Effects of aurora kinases inhibition on BDNF protein production
Assuming that inhibition of aurora kinases would cause a decrease in BDNF protein levels, we verified the effective inhibition of BDNF protein expression using an anti-BDNF specific monoclonal antibody to visualize the protein by immunofluorescence, and an anti-actin antibody to visualize cell boundaries. BDNF protein was clearly detected as bright fluorescent spots inside neuroblastoma cells (Fig. 4A, BDNF in green, actin in red). Of note, to generate this figure and for better visual comparison, small fields containing a similar number of cells were selected, while the general appearance of the cultures is shown in Fig. 3 and assessment of spot number was achieved with a stereological unbiased procedure carried out in five different fields randomly positioned in each well.

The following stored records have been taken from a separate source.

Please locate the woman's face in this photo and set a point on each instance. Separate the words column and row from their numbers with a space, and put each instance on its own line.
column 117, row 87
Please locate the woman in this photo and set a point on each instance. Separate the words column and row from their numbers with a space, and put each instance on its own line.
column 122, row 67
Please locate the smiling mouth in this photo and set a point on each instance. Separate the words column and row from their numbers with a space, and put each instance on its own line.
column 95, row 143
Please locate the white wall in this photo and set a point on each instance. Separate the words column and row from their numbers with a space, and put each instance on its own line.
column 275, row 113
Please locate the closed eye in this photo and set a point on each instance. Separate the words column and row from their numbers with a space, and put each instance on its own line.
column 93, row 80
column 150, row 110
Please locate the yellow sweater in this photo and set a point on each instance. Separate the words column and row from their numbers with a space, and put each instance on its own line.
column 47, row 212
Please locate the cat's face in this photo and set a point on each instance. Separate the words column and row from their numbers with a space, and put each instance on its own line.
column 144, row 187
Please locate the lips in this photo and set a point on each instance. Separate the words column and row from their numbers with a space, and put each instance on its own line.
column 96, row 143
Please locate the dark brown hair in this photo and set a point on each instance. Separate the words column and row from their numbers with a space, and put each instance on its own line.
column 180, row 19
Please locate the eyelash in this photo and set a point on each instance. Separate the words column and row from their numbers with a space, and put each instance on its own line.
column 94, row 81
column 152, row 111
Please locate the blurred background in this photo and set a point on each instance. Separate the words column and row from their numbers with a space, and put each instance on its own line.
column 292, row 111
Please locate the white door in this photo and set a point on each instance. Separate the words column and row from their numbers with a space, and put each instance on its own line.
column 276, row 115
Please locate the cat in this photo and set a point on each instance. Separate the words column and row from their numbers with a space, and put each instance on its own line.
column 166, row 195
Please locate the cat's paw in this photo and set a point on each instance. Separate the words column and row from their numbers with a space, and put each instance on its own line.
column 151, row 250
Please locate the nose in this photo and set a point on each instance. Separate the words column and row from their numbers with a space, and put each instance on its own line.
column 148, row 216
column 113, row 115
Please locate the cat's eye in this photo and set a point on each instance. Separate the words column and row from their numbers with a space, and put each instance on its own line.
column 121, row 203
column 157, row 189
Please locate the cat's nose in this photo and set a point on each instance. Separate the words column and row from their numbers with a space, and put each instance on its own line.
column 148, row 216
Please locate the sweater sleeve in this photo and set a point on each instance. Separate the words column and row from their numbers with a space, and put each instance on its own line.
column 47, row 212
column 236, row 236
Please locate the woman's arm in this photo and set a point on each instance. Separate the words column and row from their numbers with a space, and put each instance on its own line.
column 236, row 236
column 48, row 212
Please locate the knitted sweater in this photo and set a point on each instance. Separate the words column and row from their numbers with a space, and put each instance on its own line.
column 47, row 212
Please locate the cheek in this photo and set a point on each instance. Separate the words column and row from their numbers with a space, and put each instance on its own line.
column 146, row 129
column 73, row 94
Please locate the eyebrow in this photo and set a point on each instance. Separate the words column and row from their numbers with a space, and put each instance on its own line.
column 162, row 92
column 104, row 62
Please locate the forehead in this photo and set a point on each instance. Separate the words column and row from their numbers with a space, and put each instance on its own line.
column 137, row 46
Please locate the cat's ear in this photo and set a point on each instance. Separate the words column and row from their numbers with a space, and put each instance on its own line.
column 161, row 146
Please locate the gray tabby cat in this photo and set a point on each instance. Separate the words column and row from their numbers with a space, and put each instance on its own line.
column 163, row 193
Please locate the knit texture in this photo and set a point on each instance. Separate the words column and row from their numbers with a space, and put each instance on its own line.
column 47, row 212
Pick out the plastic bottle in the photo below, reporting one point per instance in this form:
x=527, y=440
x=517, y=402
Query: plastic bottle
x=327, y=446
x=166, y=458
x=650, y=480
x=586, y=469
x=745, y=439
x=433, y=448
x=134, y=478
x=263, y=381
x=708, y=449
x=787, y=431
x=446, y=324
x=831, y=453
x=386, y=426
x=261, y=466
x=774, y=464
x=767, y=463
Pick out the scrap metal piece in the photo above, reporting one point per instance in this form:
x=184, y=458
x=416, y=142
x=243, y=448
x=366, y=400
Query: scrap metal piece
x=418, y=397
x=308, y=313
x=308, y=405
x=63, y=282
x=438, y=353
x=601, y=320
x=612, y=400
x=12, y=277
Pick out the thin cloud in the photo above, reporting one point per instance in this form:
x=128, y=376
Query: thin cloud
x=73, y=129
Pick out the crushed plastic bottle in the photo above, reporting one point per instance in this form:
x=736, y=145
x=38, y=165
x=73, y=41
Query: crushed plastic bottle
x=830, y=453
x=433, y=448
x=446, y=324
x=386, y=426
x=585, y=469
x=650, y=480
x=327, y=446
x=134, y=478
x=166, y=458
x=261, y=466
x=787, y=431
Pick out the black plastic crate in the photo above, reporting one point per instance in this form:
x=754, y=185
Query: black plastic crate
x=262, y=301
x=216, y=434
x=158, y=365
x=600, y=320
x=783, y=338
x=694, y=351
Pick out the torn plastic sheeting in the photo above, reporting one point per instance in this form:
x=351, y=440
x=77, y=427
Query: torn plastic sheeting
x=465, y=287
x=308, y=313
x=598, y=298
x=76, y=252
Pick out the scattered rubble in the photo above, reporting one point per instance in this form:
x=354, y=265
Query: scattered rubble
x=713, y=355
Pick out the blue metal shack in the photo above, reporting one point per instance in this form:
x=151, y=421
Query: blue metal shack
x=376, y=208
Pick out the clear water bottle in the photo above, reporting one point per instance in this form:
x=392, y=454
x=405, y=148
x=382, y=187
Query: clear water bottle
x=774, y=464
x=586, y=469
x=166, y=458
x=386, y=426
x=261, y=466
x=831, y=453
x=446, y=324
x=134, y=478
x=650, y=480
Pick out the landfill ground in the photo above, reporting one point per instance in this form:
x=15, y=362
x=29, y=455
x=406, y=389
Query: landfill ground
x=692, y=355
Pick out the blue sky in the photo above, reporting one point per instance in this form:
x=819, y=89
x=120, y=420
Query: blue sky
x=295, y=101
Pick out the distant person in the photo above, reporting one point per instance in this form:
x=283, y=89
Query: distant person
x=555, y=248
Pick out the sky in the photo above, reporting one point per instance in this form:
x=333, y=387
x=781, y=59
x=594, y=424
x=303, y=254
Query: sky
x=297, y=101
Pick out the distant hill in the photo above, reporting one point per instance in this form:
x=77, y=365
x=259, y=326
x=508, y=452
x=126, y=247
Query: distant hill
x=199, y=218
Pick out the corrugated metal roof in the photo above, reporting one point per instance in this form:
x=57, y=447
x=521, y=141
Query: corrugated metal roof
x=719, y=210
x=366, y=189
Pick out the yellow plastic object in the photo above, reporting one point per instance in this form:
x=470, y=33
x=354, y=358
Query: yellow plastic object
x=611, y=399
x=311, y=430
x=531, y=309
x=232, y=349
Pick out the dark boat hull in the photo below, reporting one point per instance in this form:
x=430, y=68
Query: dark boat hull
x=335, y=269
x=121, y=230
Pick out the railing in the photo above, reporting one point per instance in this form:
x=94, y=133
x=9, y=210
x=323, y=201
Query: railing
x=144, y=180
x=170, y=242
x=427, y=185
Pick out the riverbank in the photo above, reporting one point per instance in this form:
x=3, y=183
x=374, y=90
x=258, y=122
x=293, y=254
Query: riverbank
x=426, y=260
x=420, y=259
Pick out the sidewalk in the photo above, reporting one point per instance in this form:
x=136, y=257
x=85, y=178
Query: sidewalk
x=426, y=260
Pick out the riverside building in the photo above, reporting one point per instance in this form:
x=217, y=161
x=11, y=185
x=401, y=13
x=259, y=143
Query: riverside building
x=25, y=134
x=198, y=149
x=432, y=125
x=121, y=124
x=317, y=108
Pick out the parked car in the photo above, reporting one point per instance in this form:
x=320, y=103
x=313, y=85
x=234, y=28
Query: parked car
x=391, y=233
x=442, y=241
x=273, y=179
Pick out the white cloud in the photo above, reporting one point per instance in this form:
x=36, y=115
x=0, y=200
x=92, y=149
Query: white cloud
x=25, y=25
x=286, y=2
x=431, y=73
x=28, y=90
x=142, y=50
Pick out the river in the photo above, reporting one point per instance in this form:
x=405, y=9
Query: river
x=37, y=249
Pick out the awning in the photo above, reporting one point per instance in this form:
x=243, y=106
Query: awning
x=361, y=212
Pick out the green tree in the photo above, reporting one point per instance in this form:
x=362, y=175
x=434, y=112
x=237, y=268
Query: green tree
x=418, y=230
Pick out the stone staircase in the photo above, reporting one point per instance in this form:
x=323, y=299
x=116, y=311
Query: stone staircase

In the last row of Fig. 4A, cell boundaries identified on the basis of actin staining are outlined in red and BDNF spots are reported as black dots on a white background, this representation was used to count spots. The count of individual spots normalized for cell area, defined on the basis of actin staining, is shown in Fig. 4B expressed as number of spots per micron square (spots µm−2). In particular, under basal conditions we counted a density of 0.21±0.04 BDNF spots µm−2 (mean±s.e.m.) which remained unchanged after 6 h of treatment either with cisplatin alone or combined to PHA-680632, rising to 0.31±0.03 BDNF spots µm−2 after 24 h of treatment with cisplatin alone (P=0.039, one-way ANOVA) and up to 0.40±0.02 after treatment with both cisplatin and the aurora kinase inhibitor (P=0.004, one-way ANOVA). Notably, the mean BDNF spot area did not change upon treatments with respect to untreated control (Fig. 4C). In conclusion, this analysis revealed a clear enrichment of BDNF spots in surviving neuroblastoma cells after 24 h of combined treatment with cisplatin and PHA-680632. Thus, the 22% of neuroblastoma cells remaining in the culture after the combined cisplatin+PHA-680632 treatment showed a paradoxical increase in BDNF.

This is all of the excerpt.